As the amine undergoes substitution, a twisting of the C1–C2 bond is required which potentiates these interactions in the 2'R isomer but not in the 2'S isomer, thereby explaining its greater reactivity with H-bonding nucleophiles. For the DKRs with metallated nucleophiles, a different result was observed. In fact, considering that the counterion of these nucleophiles can only be weakly complexed to the carbonyl group of the chiral auxiliary, direct attack of the anion should be more relevant and should take place preferentially from the less hindered side of the substrates in the anti-parallel carbonyls conformation. Therefore, the most reactive diastereomer was the 2'R and the selectivity depends mainly on the ability of the chiral auxiliary's substituent to generate steric/electrostatic repulsions with the nucleophile. In addition, the final outcome of the DKR reactions with metallated nucleophiles was the result of a competition between direct attack and complexed attack (through the sodium ion). In 2005, Caddick's group demonstrated that diastereoselective substitution reactions of α-bromoacyl-imidazolidinones with nitrogen nucleophiles could be promoted with either retention or inversion of configuration by carrying out reactions under epimerising or non-epimerising conditions. Hence, an alternative general strategy was sought in which the substitution of the (2'R)-bromide (depicted in Scheme 1.11) with a nucleophile under epimerising conditions led to the corresponding (2'R)product with overall retention of configuration via DKR, in which the (2'S)-isomer was the most reactive. This process was complemented by classical inversion, providing access to the (2'S)-product under non-epimerising conditions and in the presence of tetramethylguanidinium azide (TMGA). Substitution of the diaster-eomerically pure bromides with benzylamine under DKR conditions was shown to proceed with a high level of stereocontrol and with retention of configuration (Scheme 1.11). This was consistent with a reaction involving the initial conversion of the (2'R)-bromide into a mixture of (2'S)/(2'R)-halides and then selective reaction of the (2'S)-product with inversion of configuration.
However, disappointingly poor selectivities were observed with sulfur nucleophiles. The high reactivity of the sulfur nucleophiles resulted in rapid nucleophilic displacement reactions relative to the epimerisation process and this may explain the lack of selectivity (Scheme 1.12). Moreover, the results of DKR reactions using sulfur nucleophiles are in agreement with the observed dichotomy: methyl thioglycollate and benzyl mercaptan behaved similarly to amines, whereas thiophenol (which should be in the form of the thiophenolate anion under the reaction conditions used) showed the same preferential reactivity as the metallated nucleophiles.

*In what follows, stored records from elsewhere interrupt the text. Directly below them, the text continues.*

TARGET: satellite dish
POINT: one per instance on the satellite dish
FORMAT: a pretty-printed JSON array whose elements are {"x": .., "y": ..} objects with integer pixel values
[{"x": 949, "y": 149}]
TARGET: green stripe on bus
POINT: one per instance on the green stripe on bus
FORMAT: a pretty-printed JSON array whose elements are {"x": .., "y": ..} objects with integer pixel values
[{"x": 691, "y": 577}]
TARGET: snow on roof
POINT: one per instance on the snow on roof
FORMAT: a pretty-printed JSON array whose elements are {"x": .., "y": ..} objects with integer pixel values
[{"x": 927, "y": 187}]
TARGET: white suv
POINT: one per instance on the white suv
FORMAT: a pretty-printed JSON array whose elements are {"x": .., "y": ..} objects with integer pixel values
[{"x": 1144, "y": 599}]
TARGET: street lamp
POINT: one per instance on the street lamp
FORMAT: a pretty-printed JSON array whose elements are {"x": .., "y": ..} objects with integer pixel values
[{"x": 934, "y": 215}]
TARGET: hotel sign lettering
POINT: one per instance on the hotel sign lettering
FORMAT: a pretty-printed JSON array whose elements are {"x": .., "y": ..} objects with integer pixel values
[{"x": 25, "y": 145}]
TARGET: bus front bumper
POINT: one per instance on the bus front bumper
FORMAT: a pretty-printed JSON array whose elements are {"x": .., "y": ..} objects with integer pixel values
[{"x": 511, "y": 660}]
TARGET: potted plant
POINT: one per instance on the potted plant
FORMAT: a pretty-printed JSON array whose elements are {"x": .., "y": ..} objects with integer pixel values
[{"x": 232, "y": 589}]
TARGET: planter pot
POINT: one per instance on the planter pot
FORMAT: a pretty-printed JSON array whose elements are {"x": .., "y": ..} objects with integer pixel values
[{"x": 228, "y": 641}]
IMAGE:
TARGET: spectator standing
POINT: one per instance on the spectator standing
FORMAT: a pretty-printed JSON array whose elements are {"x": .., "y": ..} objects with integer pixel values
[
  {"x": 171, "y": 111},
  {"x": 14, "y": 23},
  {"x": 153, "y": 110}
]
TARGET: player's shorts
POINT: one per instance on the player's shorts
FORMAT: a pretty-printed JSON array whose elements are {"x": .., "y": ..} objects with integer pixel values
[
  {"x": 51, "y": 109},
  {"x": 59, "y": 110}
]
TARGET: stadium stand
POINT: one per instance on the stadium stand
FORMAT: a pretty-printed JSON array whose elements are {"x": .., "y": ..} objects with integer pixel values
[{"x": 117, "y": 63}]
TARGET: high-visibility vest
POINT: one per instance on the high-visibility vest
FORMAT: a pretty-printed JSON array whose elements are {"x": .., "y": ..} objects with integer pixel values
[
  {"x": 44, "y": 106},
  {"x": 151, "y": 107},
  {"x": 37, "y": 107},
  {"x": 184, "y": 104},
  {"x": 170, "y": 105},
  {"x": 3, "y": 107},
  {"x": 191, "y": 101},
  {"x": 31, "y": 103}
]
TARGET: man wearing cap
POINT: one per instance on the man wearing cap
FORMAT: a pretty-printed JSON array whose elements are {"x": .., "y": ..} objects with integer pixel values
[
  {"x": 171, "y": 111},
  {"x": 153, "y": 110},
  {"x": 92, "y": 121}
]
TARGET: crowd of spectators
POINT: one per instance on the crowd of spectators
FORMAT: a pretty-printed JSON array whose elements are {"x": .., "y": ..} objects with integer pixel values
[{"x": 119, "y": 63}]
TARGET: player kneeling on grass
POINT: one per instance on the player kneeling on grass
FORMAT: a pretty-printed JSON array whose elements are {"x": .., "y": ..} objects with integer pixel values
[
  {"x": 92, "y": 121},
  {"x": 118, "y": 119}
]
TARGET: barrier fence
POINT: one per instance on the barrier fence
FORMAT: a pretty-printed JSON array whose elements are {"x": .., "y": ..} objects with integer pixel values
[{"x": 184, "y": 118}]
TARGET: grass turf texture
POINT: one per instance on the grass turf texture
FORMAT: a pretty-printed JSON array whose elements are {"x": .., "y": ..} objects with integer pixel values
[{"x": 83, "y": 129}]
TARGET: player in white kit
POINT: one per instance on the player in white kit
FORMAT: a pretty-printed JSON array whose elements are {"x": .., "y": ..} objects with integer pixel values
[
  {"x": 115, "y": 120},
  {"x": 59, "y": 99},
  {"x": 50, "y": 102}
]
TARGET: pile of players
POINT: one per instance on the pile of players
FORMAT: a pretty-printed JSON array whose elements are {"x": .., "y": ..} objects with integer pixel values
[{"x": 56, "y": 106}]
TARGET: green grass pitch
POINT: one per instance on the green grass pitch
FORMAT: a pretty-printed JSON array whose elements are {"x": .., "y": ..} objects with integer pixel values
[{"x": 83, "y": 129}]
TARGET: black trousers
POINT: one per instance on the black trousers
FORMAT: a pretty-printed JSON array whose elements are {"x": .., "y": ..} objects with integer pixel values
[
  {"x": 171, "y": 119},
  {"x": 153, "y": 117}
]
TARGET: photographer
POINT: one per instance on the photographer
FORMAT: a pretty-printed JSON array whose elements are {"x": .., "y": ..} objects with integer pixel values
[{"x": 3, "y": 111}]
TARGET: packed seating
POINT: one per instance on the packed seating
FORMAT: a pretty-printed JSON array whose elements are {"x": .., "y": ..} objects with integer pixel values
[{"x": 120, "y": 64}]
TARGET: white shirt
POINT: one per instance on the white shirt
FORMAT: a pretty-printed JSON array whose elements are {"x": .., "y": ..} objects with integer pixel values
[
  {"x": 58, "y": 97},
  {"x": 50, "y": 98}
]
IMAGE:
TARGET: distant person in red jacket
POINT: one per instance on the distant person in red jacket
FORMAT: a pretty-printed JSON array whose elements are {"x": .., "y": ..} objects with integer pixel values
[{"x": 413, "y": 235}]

In 2004, Bettoni and colleagues applied DKR methodology to α-bromo esters containing lactamides as chiral auxiliaries, allowing the synthesis of chiral analogues of antilipidemic clofibrate. Hence, the displacement of the bromine with 4-chlorophenoxide was found to proceed with good to high diastereoselectivity to give the corresponding 4-(chlorophenoxy)butanoyl esters (Scheme 1.13). After hydrolysis, the (R)-enantiomer of antilipidemic 2-(4-chlorophenoxy)butanoic acid was obtained. In 2006, the same group improved the stereoselectivity up to 98% de by using other chiral auxiliaries such as piperidine-, morpholine-, pyrrolidineand 4-methylpiperazine-derived lactamides (Scheme 1.13). In addition, these authors have developed an asymmetric synthesis of the non-steroidal anti-inflammatory (S)-ibuprofen on the basis of the DKR methodology. The racemic ibuprofen was converted into the corresponding diastereomeric mixtures of esters with amides of (S)-lactic acid as chiral auxiliaries, using dicyclohexylcarbodiimide and 4-dimethylaminopyridine as condensation agents. The reactions afforded predominantly one of the two diastereomers with moderate diastereoselectivities of up to 70% de.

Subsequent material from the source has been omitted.